Wednesday, March 5, 2008

Realization

Daily Stats
Words: 1500
Caffeine: the usual (morning cup + midmorning cappuccino) - the guy in front of me at Starbucks blessed me. No, I didn't sneeze. I simply walked in, he turned and looked at me and said "God bless." I was completely thrown. How the hell do you respond to that? So I just stared at him for a minute and then meekly thanked him. Reason #876 why I'm going straight to hell. I have no idea what to do when someone randomly blesses me. I am ill-equip spiritually for spontaneous blessings! What do I say? "You too"? "Right back atchya"? "Ditto"? And then I get defensive. Why are you blessing me? Do I look like I need blessing?

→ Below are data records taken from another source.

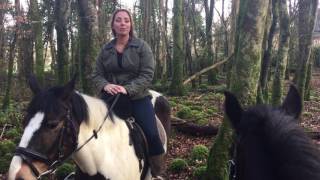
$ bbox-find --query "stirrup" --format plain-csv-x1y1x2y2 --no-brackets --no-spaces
151,176,164,180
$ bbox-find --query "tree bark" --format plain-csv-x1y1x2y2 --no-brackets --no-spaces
0,0,7,76
140,0,151,44
169,0,185,95
30,0,44,84
206,0,269,179
295,0,318,104
78,0,99,93
226,0,239,88
2,33,17,111
204,0,216,84
55,0,70,84
257,0,278,104
271,0,290,105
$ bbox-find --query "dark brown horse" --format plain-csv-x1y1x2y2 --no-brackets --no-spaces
225,85,320,180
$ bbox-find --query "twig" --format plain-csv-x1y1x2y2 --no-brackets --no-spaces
0,123,8,139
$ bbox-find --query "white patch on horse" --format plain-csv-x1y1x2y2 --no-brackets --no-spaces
8,112,45,180
8,156,22,180
73,94,141,179
149,90,162,106
19,112,45,147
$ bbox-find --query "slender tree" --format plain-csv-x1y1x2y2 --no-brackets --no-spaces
257,0,278,103
55,0,70,84
169,0,185,95
0,0,8,76
204,0,216,84
2,33,17,111
30,0,44,84
271,0,290,105
295,0,318,103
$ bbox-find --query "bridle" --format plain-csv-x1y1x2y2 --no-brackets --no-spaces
14,94,120,179
228,133,242,180
15,108,79,179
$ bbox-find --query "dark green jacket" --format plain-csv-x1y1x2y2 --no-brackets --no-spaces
92,37,154,100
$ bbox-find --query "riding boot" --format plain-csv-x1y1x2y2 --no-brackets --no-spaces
149,154,165,180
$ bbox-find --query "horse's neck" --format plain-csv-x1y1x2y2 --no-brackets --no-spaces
72,94,141,179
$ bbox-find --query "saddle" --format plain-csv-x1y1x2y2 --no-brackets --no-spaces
100,93,150,180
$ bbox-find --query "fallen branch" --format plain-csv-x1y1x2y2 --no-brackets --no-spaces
171,116,219,136
183,53,234,85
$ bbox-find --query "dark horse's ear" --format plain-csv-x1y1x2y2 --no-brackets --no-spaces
281,85,302,119
60,74,77,100
28,74,41,95
224,91,243,129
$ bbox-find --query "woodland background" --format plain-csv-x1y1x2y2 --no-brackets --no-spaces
0,0,320,179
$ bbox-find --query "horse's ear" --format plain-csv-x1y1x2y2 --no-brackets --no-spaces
60,74,77,100
281,85,302,119
224,91,243,129
28,74,41,95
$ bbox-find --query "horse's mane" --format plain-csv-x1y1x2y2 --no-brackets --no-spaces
247,105,320,180
25,86,89,125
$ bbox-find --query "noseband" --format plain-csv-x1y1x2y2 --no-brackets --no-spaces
14,94,120,179
14,108,79,179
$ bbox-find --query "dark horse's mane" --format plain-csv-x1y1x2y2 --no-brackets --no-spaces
244,105,320,180
225,86,320,180
24,86,89,126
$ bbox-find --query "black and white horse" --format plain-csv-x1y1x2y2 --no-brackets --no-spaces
8,76,170,180
224,85,320,180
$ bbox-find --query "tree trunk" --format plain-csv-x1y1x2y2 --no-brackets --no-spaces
169,0,185,95
271,0,290,105
204,0,216,84
206,0,269,179
226,0,239,88
304,51,313,101
295,0,318,103
257,0,278,104
78,0,99,94
55,0,70,84
2,33,17,111
30,0,44,84
140,0,151,44
0,0,7,76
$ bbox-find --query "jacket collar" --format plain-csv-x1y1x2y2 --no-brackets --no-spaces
104,37,139,50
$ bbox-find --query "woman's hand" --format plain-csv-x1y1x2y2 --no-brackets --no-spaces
104,84,127,95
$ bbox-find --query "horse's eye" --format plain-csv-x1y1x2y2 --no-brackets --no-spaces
46,121,60,129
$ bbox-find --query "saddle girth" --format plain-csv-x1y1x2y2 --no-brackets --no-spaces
125,117,150,180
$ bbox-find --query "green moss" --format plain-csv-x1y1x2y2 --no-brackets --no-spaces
0,153,13,173
191,145,209,162
169,158,188,172
0,140,15,156
177,106,193,119
193,166,207,180
55,163,76,180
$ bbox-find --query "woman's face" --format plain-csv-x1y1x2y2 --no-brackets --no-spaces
113,11,131,37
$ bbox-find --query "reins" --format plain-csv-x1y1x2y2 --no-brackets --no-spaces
15,93,121,179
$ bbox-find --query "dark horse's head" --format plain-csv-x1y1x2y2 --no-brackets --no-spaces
225,85,320,180
8,75,88,180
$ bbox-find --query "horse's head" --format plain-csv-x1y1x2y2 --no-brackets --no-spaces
224,85,303,180
8,75,84,180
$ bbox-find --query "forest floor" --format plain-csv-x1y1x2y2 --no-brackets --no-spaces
1,70,320,180
163,68,320,180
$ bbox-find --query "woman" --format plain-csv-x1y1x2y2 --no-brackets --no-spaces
92,9,165,179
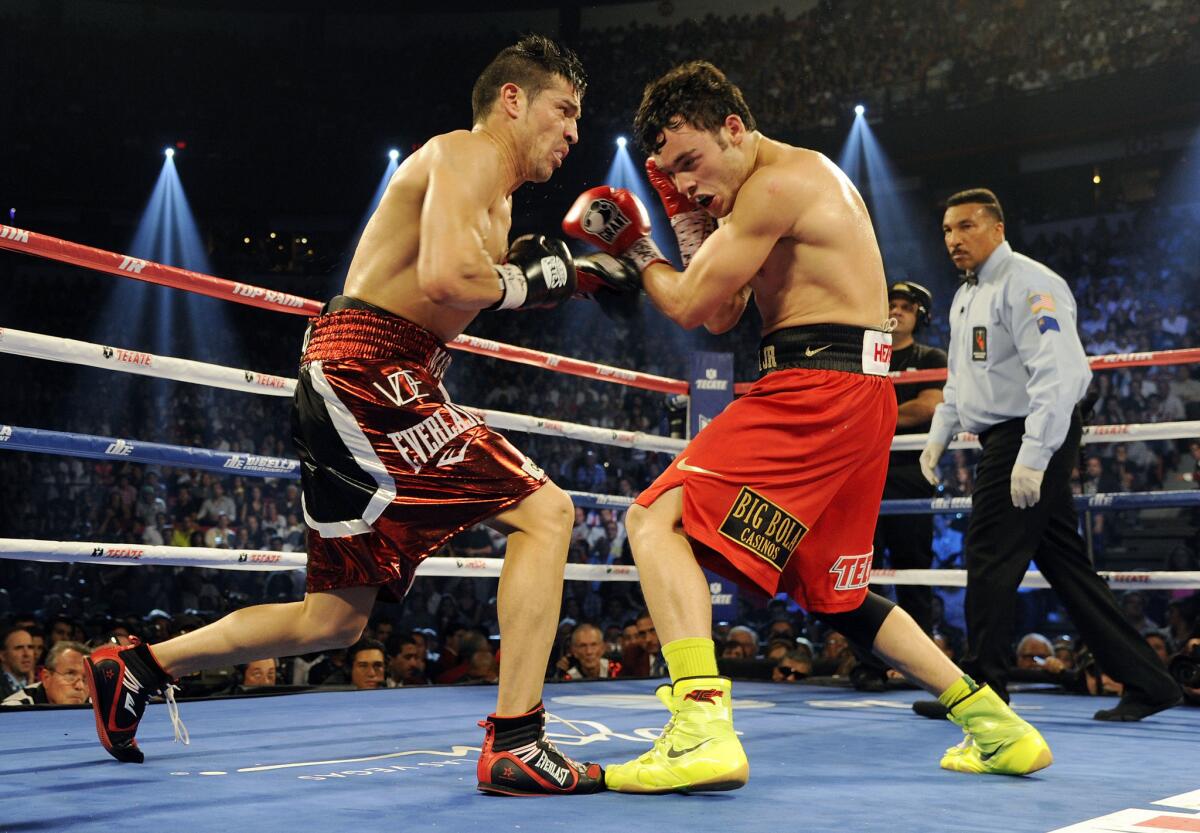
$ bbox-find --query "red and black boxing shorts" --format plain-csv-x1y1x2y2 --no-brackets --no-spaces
636,324,898,613
292,296,547,602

If I need to be blessed, I'll ask for it!!!! (not really, I'm Lutheran)
Evil Calories: mini vanilla bean scones from Starbucks (I blame the holy roller mentioned above)
Reality TV: Project Runway finale (go Rami!)

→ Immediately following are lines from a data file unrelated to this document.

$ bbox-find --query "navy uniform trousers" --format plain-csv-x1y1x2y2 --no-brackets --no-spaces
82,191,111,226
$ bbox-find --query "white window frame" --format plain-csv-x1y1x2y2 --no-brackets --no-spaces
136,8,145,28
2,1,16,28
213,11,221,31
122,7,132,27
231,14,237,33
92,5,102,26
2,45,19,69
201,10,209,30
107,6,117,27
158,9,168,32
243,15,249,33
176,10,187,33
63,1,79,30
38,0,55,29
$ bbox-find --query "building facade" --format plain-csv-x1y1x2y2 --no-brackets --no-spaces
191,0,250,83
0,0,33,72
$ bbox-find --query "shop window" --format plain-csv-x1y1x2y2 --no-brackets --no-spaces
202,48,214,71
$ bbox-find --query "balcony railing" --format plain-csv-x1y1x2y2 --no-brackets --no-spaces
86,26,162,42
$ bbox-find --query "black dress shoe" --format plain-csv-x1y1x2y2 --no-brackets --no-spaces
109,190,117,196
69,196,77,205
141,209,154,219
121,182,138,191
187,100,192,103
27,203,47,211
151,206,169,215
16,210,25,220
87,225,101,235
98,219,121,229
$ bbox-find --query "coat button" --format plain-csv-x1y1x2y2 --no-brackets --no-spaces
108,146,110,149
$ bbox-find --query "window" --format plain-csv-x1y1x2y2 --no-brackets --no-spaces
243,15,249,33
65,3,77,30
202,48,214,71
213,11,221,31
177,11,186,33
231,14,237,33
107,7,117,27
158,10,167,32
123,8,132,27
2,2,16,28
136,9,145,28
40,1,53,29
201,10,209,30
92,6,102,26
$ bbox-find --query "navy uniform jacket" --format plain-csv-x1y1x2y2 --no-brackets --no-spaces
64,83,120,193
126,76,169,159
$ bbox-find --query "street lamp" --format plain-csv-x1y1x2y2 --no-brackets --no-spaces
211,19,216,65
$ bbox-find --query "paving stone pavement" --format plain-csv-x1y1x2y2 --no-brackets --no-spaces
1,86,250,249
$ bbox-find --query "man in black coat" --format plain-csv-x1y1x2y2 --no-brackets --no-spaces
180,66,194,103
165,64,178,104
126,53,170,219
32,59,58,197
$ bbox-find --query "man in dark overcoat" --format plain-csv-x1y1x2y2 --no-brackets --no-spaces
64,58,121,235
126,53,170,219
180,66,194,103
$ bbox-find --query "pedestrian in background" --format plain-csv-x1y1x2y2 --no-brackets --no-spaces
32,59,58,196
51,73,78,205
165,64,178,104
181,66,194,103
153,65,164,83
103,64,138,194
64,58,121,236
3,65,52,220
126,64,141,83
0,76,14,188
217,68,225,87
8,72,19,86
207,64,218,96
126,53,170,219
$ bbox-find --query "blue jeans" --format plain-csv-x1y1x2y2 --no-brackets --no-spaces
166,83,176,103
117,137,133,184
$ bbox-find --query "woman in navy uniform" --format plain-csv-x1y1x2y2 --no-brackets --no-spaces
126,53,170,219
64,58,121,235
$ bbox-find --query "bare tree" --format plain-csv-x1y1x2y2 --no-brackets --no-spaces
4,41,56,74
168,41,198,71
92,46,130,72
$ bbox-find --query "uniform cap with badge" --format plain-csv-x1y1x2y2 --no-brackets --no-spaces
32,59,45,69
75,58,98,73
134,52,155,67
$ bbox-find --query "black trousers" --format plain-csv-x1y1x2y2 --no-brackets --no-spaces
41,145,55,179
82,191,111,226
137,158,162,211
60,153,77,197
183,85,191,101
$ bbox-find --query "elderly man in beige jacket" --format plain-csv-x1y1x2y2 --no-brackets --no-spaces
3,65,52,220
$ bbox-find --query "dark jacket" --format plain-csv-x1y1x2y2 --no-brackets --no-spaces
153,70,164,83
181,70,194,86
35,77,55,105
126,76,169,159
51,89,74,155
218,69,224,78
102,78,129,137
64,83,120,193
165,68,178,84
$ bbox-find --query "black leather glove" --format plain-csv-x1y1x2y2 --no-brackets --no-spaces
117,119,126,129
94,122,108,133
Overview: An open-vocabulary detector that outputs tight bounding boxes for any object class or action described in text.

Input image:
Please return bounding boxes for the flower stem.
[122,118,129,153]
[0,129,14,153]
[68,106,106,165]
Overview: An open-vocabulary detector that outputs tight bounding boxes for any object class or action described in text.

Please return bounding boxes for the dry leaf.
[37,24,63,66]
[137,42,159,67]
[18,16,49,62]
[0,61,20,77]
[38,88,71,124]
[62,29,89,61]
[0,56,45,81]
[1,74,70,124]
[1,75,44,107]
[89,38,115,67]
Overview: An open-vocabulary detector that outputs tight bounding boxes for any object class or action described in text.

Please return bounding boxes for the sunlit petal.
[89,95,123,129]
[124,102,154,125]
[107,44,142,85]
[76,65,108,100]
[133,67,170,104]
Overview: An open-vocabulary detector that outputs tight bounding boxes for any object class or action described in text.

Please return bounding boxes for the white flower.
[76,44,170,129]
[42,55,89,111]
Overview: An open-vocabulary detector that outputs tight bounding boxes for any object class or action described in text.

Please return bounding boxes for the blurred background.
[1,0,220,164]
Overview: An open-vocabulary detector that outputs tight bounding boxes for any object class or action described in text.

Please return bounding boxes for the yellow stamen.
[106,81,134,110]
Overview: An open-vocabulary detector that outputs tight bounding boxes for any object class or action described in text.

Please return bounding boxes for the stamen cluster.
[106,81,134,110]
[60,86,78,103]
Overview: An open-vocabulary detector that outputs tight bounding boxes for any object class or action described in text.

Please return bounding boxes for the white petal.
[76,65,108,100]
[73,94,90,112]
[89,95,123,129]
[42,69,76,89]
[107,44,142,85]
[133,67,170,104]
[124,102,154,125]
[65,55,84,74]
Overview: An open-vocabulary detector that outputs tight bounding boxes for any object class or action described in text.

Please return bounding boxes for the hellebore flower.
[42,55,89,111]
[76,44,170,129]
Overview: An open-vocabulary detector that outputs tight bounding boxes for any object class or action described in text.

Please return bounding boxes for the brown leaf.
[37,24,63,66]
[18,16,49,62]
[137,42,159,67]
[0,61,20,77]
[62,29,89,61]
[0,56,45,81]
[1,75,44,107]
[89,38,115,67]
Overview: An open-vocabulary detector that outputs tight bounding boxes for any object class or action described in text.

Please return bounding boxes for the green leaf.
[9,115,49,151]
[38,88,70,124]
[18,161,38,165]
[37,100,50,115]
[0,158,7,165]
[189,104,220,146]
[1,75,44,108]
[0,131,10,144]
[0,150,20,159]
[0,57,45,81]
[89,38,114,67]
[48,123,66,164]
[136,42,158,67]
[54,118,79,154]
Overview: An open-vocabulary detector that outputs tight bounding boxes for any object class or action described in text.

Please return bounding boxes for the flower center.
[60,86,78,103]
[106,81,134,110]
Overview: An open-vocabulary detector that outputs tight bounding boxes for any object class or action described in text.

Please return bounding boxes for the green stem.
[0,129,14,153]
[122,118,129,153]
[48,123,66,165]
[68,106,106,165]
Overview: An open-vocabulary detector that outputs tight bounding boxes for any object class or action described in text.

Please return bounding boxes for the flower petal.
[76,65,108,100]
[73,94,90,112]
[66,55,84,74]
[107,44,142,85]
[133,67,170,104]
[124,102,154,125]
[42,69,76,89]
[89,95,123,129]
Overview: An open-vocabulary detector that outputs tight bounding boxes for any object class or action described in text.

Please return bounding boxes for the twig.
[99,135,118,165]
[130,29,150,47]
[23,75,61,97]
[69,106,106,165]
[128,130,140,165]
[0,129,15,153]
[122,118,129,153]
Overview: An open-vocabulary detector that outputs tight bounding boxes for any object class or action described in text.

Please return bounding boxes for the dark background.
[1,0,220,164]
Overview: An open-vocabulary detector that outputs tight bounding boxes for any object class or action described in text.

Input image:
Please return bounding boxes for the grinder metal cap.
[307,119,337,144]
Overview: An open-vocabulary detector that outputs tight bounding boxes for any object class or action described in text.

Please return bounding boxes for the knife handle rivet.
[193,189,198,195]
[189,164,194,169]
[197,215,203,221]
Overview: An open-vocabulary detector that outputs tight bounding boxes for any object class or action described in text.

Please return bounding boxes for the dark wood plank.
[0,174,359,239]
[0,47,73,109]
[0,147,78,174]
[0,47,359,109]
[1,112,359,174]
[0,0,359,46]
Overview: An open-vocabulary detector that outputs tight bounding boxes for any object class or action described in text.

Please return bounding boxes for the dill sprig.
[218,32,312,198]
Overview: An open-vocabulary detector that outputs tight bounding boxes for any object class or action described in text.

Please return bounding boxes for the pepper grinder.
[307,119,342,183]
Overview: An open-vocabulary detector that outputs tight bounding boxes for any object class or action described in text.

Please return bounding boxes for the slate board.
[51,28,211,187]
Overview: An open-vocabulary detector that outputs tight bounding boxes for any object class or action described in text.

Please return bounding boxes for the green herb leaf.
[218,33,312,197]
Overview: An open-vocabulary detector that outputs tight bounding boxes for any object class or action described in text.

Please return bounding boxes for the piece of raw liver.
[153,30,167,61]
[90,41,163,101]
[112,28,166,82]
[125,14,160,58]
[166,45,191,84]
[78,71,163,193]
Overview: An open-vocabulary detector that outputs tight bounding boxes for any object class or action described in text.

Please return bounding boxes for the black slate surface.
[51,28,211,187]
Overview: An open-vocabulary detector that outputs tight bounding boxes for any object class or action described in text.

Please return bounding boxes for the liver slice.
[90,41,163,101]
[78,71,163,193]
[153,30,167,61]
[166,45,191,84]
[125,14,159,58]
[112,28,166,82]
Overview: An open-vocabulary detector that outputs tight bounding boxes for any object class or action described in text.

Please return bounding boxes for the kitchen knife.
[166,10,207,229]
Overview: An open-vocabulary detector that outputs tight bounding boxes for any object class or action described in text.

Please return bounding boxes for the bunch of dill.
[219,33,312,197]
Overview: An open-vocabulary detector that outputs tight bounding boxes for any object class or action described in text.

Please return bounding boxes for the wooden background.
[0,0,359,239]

So, I've come to terms with something, and I'm not afraid to say it out loud. I like to write stories with happy endings.

There. I said it.

See, the annoying brainiac, emo-listening, melancholy side of me tries to push me to write uber-literary stuff with deep meaning and emotionally draining endings. But as hard as I try, the hopeless romantic in me always elbows her way in and takes over. So, I'm letting her win. I will freely write stories with happy endings. And the annoying brainiac, emo-listening, melancholy side of me will just have to go pound sand.


2 comments:

Girl Works said...

Up with happy endings! Goooooooooo, happy endings!(that's meant to be "go", not "goo") I *heart* happy endings! As one who spent the bulk of her high school years focused on literary fiction and another four years in college reading literary fiction, I can tell you that happy endings rule! Vive les fins heureuses! Real life = hard. Happy endings = good.

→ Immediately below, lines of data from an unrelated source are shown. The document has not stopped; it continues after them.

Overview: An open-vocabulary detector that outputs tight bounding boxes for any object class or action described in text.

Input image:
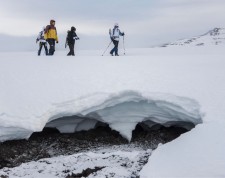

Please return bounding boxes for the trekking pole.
[123,36,126,55]
[102,41,112,56]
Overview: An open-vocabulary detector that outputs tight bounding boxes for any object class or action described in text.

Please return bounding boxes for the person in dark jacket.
[66,26,79,56]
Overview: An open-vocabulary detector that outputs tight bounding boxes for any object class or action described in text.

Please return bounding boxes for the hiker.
[36,26,48,56]
[66,26,79,56]
[109,23,125,56]
[44,20,58,55]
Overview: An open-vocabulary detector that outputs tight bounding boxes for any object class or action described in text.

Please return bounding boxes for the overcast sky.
[0,0,225,50]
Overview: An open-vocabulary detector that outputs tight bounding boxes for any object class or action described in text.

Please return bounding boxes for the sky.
[0,0,225,50]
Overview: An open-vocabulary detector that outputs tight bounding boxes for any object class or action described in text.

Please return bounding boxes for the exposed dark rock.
[66,167,105,178]
[0,123,189,169]
[0,175,9,178]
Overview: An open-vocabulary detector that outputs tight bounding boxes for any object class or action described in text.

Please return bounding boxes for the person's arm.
[119,30,125,36]
[109,29,114,41]
[73,32,79,40]
[66,31,69,42]
[55,27,59,43]
[36,32,41,43]
[44,25,49,39]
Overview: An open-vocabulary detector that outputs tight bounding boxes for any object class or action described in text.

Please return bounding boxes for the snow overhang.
[45,91,203,141]
[0,91,203,142]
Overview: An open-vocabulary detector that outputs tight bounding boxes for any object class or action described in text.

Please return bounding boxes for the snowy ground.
[0,147,151,178]
[1,46,225,177]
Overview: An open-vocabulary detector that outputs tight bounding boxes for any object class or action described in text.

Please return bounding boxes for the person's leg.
[51,40,55,55]
[67,44,72,56]
[47,40,52,55]
[110,40,117,55]
[115,41,119,56]
[38,42,43,56]
[71,43,75,56]
[44,42,48,55]
[48,39,55,55]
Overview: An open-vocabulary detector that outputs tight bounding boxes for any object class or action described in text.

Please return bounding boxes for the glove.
[122,32,125,36]
[75,37,80,40]
[56,41,59,43]
[36,39,39,43]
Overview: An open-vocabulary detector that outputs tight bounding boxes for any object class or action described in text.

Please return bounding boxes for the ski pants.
[38,42,48,56]
[67,43,75,56]
[110,40,119,55]
[47,39,56,56]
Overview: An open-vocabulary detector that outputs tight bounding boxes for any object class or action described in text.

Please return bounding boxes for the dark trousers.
[47,39,56,55]
[110,40,119,55]
[67,43,75,56]
[38,42,48,56]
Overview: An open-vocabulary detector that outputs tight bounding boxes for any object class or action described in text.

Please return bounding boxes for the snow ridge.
[0,91,202,142]
[162,27,225,47]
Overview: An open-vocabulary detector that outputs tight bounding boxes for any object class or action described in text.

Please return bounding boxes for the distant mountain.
[161,28,225,47]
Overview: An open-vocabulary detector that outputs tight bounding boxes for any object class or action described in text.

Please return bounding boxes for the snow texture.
[140,123,225,178]
[0,149,151,178]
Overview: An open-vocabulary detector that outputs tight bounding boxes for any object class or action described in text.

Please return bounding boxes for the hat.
[71,26,76,31]
[114,23,119,27]
[50,20,55,24]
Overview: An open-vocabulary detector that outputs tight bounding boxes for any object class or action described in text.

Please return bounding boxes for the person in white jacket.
[109,23,125,56]
[36,26,48,56]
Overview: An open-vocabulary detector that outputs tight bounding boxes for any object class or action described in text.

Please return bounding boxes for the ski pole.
[123,36,126,55]
[102,41,112,56]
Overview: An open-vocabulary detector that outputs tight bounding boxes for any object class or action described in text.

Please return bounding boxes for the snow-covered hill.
[162,27,225,47]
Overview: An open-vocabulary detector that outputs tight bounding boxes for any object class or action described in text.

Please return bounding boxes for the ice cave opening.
[32,114,198,147]
[30,91,203,144]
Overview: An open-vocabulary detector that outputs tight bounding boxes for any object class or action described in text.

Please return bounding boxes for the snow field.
[1,45,225,177]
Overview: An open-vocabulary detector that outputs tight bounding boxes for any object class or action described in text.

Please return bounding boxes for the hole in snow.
[44,115,108,133]
[31,121,126,143]
[41,91,202,141]
[34,114,196,146]
[131,122,190,149]
[34,93,201,149]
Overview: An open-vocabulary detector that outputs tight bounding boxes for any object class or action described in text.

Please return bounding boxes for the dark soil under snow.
[0,124,188,169]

And I am totally cracking up at someone blessing you in line at Starbucks. Shouldn't everyone have a Lutheran sensibility about this? I think the world would be a much calmer place if public prosthelytizing were replaced with hot dishes and jello.

Eileen said...

Life is short- why not have a happy ending? My day job is as a counselor for people going through catastrophic injury or illness. Reality can suck- I figure in fiction I should get the ending I want.